訪日客でにぎわう渋谷 魅力のウラには「川」と「谷」の存在があった

  • 未分類
訪日客でにぎわう渋谷 魅力のウラには「川」と「谷」の存在があった

\ この記事を書いた人 /

内田宗治のプロフィール画像

内田宗治

フリーライター、地形散歩ライター、鉄道史探訪家

ライターページへ

大規模工事が続く、渋谷駅。この工事と密接に関わるのが、渋谷の「川」と「谷」です。渋谷の知られざる成り立ちについて、東京の地形や地理に詳しい、ライターの内田宗治さんが解説します。

渋谷は聖なる水と谷の町

 渋谷駅は今、まさにいたる所が工事中。渋谷ヒカリエのある東口に出ると、真上では東京メトロ銀座線渋谷駅の移設工事が行われています(今年度下期供用開始予定)。山手線ホームの上には地上47階の渋谷スクランブルスクエア東棟(今年秋の開業予定)が、ほぼ姿を現しています。

 そんな現在の光景からは想像しにくいのですが、渋谷は類い希な聖なる水の流れ、清らかな流れの谷につくられた町です。現在の工事も、その谷の地形と密接に関係しています。

大規模な開発工事が続く渋谷駅周辺(2019年3月17日、内田宗治撮影)



 50数年前、前回の東京オリンピックが開かれる前くらいまで、駅前には小川が流れていました。渋谷川と宇田川です。その川跡を確認しながら渋谷の町の特異性を見ていきましょう。

 渋谷駅の隣の原宿駅。駅の背後には明治神宮が広がっています。この地も、実は渋谷の町と大きな関係があります。

 パワースポットとして有名な清正井(きよまさのいど)をご存じでしょうか。明治神宮境内の本殿近くにあり、井戸からはこんこんと湧水が溢れ出ています。あたりは鬱蒼(うっそう)とした木々に囲まれ、文字どおり神秘的なムード。井戸の写真をスマホで撮り壁紙にする人などで、数年前から長蛇の列ができる日が多いです。

神聖な小川の流れを追って行くと……

 その神聖ともいうべき湧水の流れ行く行き先を追ってみましょう。

 原宿駅ホームをくぐり、地下水路化される前は、竹下通りと並行するブラームスの小径を経て、表参道を参宮橋地点で横切ってキャットストリートを通り渋谷駅東口前へとやってきていました。

 ブラームスの小径はその小川の跡を小道にしたもの、キャットストリートの下には現在も清正井からの水が流れています。キャットストリートが若者たちで賑わうのは、「清正井からのパワーのおかげ?」と想像してしまうのは私だけでしょうか。

 もうひとつの流れは、小田急線代々木八幡駅北側の線路沿いにある「春の小川歌碑」と関係があります。
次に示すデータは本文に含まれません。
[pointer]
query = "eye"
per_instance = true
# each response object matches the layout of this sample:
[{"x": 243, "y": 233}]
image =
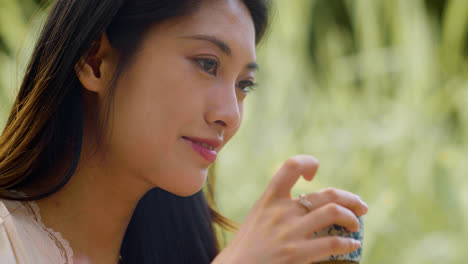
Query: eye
[
  {"x": 247, "y": 86},
  {"x": 210, "y": 66}
]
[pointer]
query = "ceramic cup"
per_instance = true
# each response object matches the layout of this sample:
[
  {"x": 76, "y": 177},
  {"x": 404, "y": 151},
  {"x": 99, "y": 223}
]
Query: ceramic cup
[{"x": 336, "y": 230}]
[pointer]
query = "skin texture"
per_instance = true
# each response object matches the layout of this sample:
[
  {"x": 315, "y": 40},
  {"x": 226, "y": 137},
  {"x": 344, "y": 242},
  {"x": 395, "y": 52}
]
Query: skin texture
[
  {"x": 171, "y": 91},
  {"x": 168, "y": 92}
]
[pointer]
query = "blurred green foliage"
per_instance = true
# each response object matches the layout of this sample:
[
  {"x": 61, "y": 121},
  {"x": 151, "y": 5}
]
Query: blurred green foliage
[{"x": 375, "y": 89}]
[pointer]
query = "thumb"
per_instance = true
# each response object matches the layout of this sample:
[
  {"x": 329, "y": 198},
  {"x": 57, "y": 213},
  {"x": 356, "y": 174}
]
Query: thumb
[{"x": 289, "y": 173}]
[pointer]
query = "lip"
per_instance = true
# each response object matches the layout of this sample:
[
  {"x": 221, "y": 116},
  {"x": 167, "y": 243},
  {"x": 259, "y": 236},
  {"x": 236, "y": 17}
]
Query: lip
[
  {"x": 206, "y": 153},
  {"x": 215, "y": 143}
]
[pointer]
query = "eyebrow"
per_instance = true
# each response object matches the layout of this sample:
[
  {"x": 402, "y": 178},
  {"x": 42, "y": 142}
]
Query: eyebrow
[{"x": 222, "y": 46}]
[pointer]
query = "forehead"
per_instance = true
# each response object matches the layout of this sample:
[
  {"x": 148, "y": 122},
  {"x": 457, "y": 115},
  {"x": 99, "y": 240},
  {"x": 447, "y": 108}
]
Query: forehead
[{"x": 227, "y": 20}]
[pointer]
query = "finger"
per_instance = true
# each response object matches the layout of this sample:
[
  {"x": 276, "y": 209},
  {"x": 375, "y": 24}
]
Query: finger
[
  {"x": 289, "y": 173},
  {"x": 330, "y": 195},
  {"x": 314, "y": 250},
  {"x": 325, "y": 216},
  {"x": 81, "y": 259}
]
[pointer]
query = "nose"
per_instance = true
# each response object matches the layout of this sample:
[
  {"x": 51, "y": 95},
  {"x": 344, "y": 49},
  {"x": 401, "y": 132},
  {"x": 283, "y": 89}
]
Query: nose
[{"x": 224, "y": 109}]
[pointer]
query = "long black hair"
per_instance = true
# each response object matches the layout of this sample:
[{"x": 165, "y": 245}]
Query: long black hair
[{"x": 46, "y": 121}]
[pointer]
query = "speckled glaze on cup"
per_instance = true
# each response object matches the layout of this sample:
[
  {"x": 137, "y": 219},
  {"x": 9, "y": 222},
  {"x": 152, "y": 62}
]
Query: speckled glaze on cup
[{"x": 335, "y": 230}]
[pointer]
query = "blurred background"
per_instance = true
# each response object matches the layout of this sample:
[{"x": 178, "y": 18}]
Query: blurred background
[{"x": 377, "y": 90}]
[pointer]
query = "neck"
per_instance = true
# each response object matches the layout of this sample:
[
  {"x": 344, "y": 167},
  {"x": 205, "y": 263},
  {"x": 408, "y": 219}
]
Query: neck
[{"x": 93, "y": 209}]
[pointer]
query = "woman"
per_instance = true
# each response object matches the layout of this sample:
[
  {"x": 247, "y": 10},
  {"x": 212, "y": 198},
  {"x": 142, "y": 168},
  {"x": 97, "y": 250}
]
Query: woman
[{"x": 127, "y": 98}]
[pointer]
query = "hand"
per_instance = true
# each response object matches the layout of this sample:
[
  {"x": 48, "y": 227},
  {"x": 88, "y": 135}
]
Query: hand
[
  {"x": 278, "y": 229},
  {"x": 81, "y": 259}
]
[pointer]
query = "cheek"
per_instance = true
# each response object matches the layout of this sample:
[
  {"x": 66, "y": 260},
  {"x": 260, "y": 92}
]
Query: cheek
[{"x": 152, "y": 106}]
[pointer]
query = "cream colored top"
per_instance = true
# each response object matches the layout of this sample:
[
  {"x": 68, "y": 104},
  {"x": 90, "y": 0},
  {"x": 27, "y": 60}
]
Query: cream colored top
[{"x": 25, "y": 240}]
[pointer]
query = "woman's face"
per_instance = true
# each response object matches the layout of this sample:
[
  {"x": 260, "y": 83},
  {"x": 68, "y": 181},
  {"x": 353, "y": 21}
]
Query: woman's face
[{"x": 187, "y": 82}]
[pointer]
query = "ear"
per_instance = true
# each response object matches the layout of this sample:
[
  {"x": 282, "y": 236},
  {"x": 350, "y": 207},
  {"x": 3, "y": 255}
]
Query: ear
[{"x": 95, "y": 71}]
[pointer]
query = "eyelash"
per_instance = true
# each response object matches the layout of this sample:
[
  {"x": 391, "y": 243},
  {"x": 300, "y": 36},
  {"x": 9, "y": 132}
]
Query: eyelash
[{"x": 246, "y": 86}]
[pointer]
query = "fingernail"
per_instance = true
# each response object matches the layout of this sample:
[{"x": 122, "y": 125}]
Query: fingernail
[{"x": 356, "y": 243}]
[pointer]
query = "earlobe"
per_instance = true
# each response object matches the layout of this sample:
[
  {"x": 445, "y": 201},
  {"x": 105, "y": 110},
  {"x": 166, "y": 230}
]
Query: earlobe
[{"x": 94, "y": 67}]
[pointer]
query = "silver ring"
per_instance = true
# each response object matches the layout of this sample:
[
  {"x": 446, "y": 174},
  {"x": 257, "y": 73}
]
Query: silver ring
[{"x": 304, "y": 202}]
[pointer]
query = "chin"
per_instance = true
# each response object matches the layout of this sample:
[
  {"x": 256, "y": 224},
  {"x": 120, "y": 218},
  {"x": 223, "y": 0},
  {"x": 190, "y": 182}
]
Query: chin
[{"x": 186, "y": 186}]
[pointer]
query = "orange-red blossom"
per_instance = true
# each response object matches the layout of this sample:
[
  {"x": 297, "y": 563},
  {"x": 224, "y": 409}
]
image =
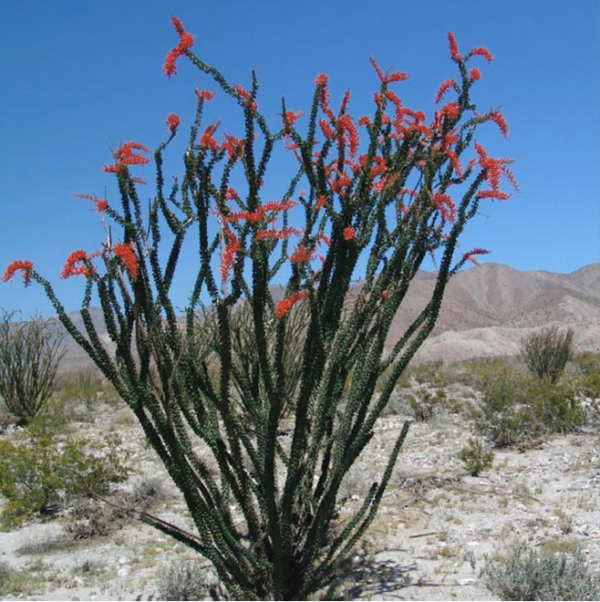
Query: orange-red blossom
[
  {"x": 24, "y": 265},
  {"x": 284, "y": 306},
  {"x": 186, "y": 41}
]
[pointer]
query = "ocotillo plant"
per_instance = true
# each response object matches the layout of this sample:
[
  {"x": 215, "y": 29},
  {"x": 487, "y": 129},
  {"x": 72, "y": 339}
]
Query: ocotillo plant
[{"x": 370, "y": 197}]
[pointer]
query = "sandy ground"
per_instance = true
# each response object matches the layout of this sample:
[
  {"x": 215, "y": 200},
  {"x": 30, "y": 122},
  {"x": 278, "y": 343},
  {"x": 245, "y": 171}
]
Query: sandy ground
[{"x": 429, "y": 541}]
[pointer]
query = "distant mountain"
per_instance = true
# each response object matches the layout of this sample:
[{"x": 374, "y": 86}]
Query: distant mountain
[{"x": 486, "y": 311}]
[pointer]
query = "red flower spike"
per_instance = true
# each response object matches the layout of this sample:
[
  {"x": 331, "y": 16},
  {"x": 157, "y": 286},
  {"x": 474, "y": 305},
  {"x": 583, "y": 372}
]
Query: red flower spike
[
  {"x": 445, "y": 205},
  {"x": 186, "y": 41},
  {"x": 76, "y": 257},
  {"x": 290, "y": 117},
  {"x": 493, "y": 194},
  {"x": 204, "y": 95},
  {"x": 173, "y": 122},
  {"x": 474, "y": 74},
  {"x": 301, "y": 254},
  {"x": 345, "y": 101},
  {"x": 284, "y": 306},
  {"x": 207, "y": 140},
  {"x": 321, "y": 201},
  {"x": 282, "y": 234},
  {"x": 24, "y": 265},
  {"x": 484, "y": 52},
  {"x": 349, "y": 233},
  {"x": 499, "y": 120},
  {"x": 453, "y": 47}
]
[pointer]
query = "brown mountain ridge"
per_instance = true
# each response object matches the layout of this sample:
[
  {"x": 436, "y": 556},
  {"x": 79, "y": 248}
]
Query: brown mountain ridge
[{"x": 486, "y": 311}]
「♪春の小川は さらさら行くよ~」と歌われる有名な小学唱歌「春の小川」は、大正時代、近くに住んでいた国文学者・高野辰之氏が、田んぼの広がるこのあたりの風景を愛でて作詞したものです。歌詞にあるとおり、レンゲやスミレが咲いてエビやメダカの群れが泳ぐ小川が流れていました。そこからの流れが宇田川となり、現在のセンター街を通ってハチ公前広場のスクランブル交差点へとやってきていました。

 このスクランブル交差点は、近年激増している訪日外国人旅行者にとって、有名な観光スポットになっています。
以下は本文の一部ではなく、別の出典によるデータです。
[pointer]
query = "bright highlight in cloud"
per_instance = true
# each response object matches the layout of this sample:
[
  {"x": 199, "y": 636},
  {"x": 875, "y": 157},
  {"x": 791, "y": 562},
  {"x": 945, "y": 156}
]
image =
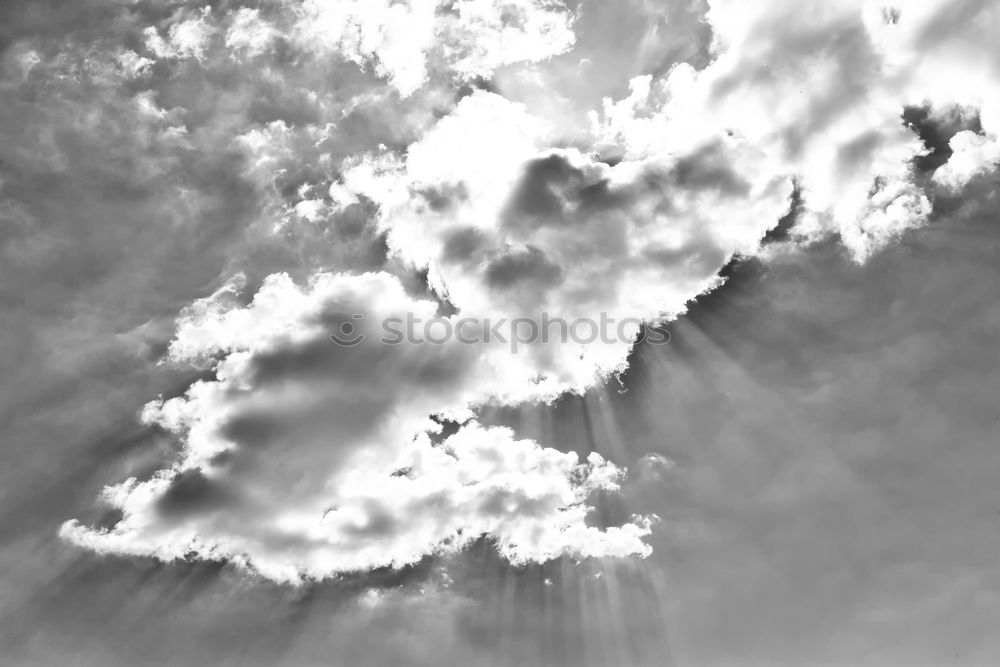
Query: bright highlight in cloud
[{"x": 304, "y": 459}]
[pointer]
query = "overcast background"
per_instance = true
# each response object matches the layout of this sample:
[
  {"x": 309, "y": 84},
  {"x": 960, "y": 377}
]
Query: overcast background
[{"x": 819, "y": 438}]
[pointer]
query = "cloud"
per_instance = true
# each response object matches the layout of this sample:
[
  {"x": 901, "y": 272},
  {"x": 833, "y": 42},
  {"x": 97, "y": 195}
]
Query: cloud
[
  {"x": 820, "y": 89},
  {"x": 302, "y": 458},
  {"x": 307, "y": 459}
]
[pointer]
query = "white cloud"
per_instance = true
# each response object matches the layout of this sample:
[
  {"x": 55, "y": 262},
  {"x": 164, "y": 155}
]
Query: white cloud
[
  {"x": 185, "y": 39},
  {"x": 249, "y": 33},
  {"x": 304, "y": 458},
  {"x": 819, "y": 89}
]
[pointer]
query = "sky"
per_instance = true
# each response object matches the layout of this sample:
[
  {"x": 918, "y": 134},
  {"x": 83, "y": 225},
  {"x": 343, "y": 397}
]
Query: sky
[{"x": 796, "y": 466}]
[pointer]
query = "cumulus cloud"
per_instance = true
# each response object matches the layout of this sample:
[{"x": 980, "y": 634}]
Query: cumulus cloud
[
  {"x": 820, "y": 90},
  {"x": 307, "y": 459},
  {"x": 302, "y": 458}
]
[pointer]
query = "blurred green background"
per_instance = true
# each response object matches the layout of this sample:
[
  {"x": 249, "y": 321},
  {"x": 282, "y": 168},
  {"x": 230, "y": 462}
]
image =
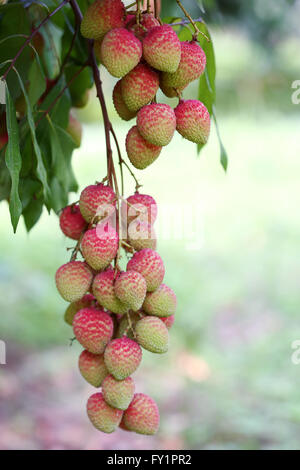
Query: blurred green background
[{"x": 228, "y": 381}]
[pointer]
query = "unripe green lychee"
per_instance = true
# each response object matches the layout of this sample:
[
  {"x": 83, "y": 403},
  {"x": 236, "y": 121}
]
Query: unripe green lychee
[
  {"x": 93, "y": 329},
  {"x": 102, "y": 16},
  {"x": 122, "y": 357},
  {"x": 104, "y": 291},
  {"x": 87, "y": 301},
  {"x": 102, "y": 416},
  {"x": 131, "y": 288},
  {"x": 92, "y": 368},
  {"x": 95, "y": 199},
  {"x": 140, "y": 152},
  {"x": 99, "y": 246},
  {"x": 119, "y": 103},
  {"x": 73, "y": 280},
  {"x": 139, "y": 86},
  {"x": 148, "y": 263},
  {"x": 157, "y": 123},
  {"x": 142, "y": 415},
  {"x": 118, "y": 393},
  {"x": 121, "y": 51},
  {"x": 161, "y": 303},
  {"x": 161, "y": 48},
  {"x": 193, "y": 121}
]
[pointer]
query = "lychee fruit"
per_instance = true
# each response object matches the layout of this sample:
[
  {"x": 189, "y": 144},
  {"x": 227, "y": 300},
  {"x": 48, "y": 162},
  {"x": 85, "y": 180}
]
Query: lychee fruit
[
  {"x": 139, "y": 86},
  {"x": 102, "y": 416},
  {"x": 140, "y": 152},
  {"x": 100, "y": 246},
  {"x": 95, "y": 200},
  {"x": 73, "y": 280},
  {"x": 121, "y": 51},
  {"x": 142, "y": 415},
  {"x": 122, "y": 357},
  {"x": 131, "y": 288},
  {"x": 104, "y": 291},
  {"x": 193, "y": 121},
  {"x": 118, "y": 393},
  {"x": 71, "y": 222},
  {"x": 161, "y": 48},
  {"x": 192, "y": 65},
  {"x": 92, "y": 368},
  {"x": 86, "y": 301},
  {"x": 93, "y": 329},
  {"x": 161, "y": 303},
  {"x": 157, "y": 123},
  {"x": 119, "y": 103},
  {"x": 148, "y": 263},
  {"x": 102, "y": 16}
]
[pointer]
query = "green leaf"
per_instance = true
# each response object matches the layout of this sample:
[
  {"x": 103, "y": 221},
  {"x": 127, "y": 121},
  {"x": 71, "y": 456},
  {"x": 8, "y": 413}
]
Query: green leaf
[{"x": 13, "y": 160}]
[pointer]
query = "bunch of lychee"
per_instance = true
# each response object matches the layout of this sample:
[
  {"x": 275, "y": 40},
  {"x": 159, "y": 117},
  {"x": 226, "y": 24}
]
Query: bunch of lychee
[
  {"x": 115, "y": 313},
  {"x": 147, "y": 55}
]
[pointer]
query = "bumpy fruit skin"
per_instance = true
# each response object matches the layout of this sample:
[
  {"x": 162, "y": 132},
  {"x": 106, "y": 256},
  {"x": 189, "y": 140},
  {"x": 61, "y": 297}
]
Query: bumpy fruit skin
[
  {"x": 192, "y": 65},
  {"x": 193, "y": 121},
  {"x": 92, "y": 368},
  {"x": 157, "y": 123},
  {"x": 99, "y": 248},
  {"x": 121, "y": 51},
  {"x": 119, "y": 103},
  {"x": 161, "y": 49},
  {"x": 122, "y": 357},
  {"x": 148, "y": 263},
  {"x": 101, "y": 17},
  {"x": 102, "y": 416},
  {"x": 103, "y": 290},
  {"x": 118, "y": 393},
  {"x": 73, "y": 280},
  {"x": 152, "y": 334},
  {"x": 131, "y": 288},
  {"x": 161, "y": 303},
  {"x": 139, "y": 87},
  {"x": 93, "y": 329},
  {"x": 140, "y": 152},
  {"x": 142, "y": 415},
  {"x": 94, "y": 198},
  {"x": 71, "y": 222},
  {"x": 86, "y": 301}
]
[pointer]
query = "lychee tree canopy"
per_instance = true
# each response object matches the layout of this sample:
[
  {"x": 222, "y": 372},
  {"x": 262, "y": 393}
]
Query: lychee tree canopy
[{"x": 45, "y": 66}]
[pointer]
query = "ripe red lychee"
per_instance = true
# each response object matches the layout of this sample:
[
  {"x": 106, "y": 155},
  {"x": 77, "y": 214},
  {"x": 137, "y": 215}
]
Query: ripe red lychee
[
  {"x": 157, "y": 123},
  {"x": 71, "y": 222},
  {"x": 87, "y": 301},
  {"x": 102, "y": 416},
  {"x": 99, "y": 246},
  {"x": 95, "y": 200},
  {"x": 161, "y": 48},
  {"x": 192, "y": 65},
  {"x": 139, "y": 86},
  {"x": 73, "y": 280},
  {"x": 148, "y": 263},
  {"x": 193, "y": 121},
  {"x": 92, "y": 368},
  {"x": 131, "y": 288},
  {"x": 102, "y": 16},
  {"x": 103, "y": 290},
  {"x": 121, "y": 51},
  {"x": 122, "y": 357},
  {"x": 140, "y": 152},
  {"x": 118, "y": 393},
  {"x": 161, "y": 303},
  {"x": 119, "y": 103},
  {"x": 93, "y": 329},
  {"x": 142, "y": 415}
]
 歩行者信号が青になると一斉に全方向から人が渡りはじめて、一瞬カオス状態に見えながらも一人としてぶつかることなく交差点を渡り終わる。日本人のこの群衆行動が神秘的に映るらしいのです。「この惑星で最もクレージーな交差点」とコメントした外国人もいました。周辺ではその動画を撮る外国人を数多く見かけます。
 
 ちょうどふたつの小川が合流していたすぐ近くにこの交差点があるのも、パワーを秘めた水のおかげだろうかと感じてしまいます。

地下鉄がJR線より上を走る、ふたつの理由

 川の流れというのは、大雨が降れば激しい濁流となり、浸食作用で谷を深くしていきます。坂の多い谷の町渋谷の地形はこうしてできました。

JRよりも上にある地下鉄銀座線渋谷駅のホーム(2019年3月17日、内田宗治撮影)



 山手線渋谷駅ホームが高架上にあるのに対し、地下鉄銀座線ホームがさらにその上にあるのも、この深い谷のためです。青山方面の台地の比較的浅い地下を走っていた銀座線は、突然渋谷の谷に出くわして、谷の斜面から飛び出るようにして地上に顔を出してしまうのです。

 ちなみに御茶ノ水駅や四ツ谷駅でも地下鉄が地上に顔を出しますが、これらは渋谷のように自然の谷ではなく、江戸時代に徳川幕府が江戸城の外濠として掘った窪地に地下鉄が出くわすためです。徳川家康が計画して掘らせた濠のせいで、地下鉄が地上に出てしまうというわけです。

 渋谷川の谷は南北に続いているので、同じく南北に走る山手線に乗っていても谷をあまり実感しません。

 一方、山手線に直角に交わる線路は、渋谷が谷にあるのを如実に感じさせてくれます。井の頭線も谷から出るのにトンネルが必要でした。神泉駅がトンネルの中にあるのはそのためです。2013年に地下化する前の東急東横線も代官山駅に行くのにトンネルを通っていました。

 渋谷駅の再開発は、谷の地形をうまく活かすことも考慮されています。2018年開業した高層ビルの複合施設、渋谷ストリーム(渋谷区渋谷)の地点で渋谷川が地上に顔を出し始めます。河岸には東横線の線路跡地を利用した遊歩道、渋谷リバーストリートが完成しました。

 再開発の完成は2027年ですが、東側の谷上、宮益坂上付近から山手線渋谷駅ホームをまたいで西側の谷上の道玄坂上まで、スカイデッキが通じます。谷を完全に横断する幅の広い橋が渡される形で、両方の坂上を含めた谷全体がバリアフリーで結ばれます。

 JR埼京線のホームが2020年予定で山手線ホームに隣接して便利になるなど、順を追って様々な施設が完成していくので、楽しみに見ていきたいものです。